Thick, creamy toppings are also popular, added as a final garnish to the top of the drink. Creamy snow powder, for example, which is blended with cream and milk before being poured and offers a unique taste – initially sweet and creamy with a slight savoury aftertaste.

Caramel pudding, too, offers a unique taste and textural experience when added to bubble tea drinks. It is custard-like in flavour but slightly firmer and is particularly delicious in milky teas. To consume any and all of these toppings, it is advisable to utilise a large, sturdy, boba-specific straw in order to guarantee access to both topping and drink in equal measure.

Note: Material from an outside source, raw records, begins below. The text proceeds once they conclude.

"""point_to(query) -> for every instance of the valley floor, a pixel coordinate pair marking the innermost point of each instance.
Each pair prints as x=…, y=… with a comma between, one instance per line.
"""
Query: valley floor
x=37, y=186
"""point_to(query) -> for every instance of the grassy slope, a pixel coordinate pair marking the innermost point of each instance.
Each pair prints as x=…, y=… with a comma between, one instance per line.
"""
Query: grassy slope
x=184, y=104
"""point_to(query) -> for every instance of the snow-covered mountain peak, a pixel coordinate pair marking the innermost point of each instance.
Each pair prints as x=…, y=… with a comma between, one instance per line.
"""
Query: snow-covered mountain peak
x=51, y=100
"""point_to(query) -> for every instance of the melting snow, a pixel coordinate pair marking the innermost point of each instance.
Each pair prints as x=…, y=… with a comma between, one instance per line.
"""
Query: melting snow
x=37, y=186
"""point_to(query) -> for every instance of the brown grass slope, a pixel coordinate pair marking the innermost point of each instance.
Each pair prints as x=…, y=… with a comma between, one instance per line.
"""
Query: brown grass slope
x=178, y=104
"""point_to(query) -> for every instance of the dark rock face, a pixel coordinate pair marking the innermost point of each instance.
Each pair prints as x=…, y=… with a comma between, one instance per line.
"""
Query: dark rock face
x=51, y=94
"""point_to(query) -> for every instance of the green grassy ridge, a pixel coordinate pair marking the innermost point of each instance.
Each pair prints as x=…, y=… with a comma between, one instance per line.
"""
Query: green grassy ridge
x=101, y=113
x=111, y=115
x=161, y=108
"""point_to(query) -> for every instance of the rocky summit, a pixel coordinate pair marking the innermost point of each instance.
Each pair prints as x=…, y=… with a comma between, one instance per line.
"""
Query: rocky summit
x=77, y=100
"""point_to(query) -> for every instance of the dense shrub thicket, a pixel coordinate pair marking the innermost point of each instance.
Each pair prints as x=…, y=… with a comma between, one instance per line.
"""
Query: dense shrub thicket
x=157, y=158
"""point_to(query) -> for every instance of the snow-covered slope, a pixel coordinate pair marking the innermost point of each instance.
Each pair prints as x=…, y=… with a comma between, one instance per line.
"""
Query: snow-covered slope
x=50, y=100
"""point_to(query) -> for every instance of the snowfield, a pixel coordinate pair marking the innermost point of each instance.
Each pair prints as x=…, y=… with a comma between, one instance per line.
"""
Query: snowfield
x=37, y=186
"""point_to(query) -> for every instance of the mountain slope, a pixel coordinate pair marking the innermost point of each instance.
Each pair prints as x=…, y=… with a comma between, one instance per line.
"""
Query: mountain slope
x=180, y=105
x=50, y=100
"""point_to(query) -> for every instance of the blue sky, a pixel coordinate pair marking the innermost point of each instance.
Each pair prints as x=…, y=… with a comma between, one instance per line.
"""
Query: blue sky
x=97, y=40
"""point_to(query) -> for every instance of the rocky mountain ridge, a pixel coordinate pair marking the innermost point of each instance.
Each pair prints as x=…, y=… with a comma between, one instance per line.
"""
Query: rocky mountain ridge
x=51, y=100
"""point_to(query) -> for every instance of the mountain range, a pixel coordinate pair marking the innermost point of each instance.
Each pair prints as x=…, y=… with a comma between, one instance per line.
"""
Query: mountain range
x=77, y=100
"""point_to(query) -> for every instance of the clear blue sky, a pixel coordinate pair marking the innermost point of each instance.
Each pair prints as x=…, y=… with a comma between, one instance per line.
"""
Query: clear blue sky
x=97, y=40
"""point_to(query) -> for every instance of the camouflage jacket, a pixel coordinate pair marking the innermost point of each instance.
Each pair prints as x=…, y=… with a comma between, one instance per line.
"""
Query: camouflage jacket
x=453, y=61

The Popularity Of Bubble Tea

Although Bubble Tea originated in Taiwan, it has undoubtedly taken the world by storm and has gained a cult following due to its potential for endless flavour and texture combinations, even becoming an official emoji in November 2020. With a little experimentation, everyone can find a tea combination that appeals to them. Warm or cold, sweetened or reduced sugar, fruity or milky, the opportunity for customization and the diversity of the ingredient pool make the Bubble Tea experience as interactive and engaging as it is delicious. 

Bubble tea was initially popularized in other parts of Asia by Taiwanese immigrants and spread from there to Western countries like the USA, Canada, Australia, and those within Europe. In the 1990s, Bubble Tea was especially popular with Asian-American communities in the United States, and since then has continued to grow in popularity. Today, Bubble tea can be found all over the world, with international Bubble tea chains opening branches across multiple countries and continents. Smaller independent shops, too, are popping up with increasing frequency across the globe.

Along with the introduction of bubble tea to different countries has come the development of geographically specific etiquette surrounding its consumption. According to Bubble Tea Hub, it is considered rude in Taiwan to drink bubble tea with your mouth open. In China, the same is true of drinking your bubble tea whilst walking, and in Hong Kong, it is a faux pas to leave your bubble tea unfinished. All over the world, people have embraced bubble tea and made it work within their own cultures. However you like to drink your bubble tea, it is certainly a drink that everyone can enjoy.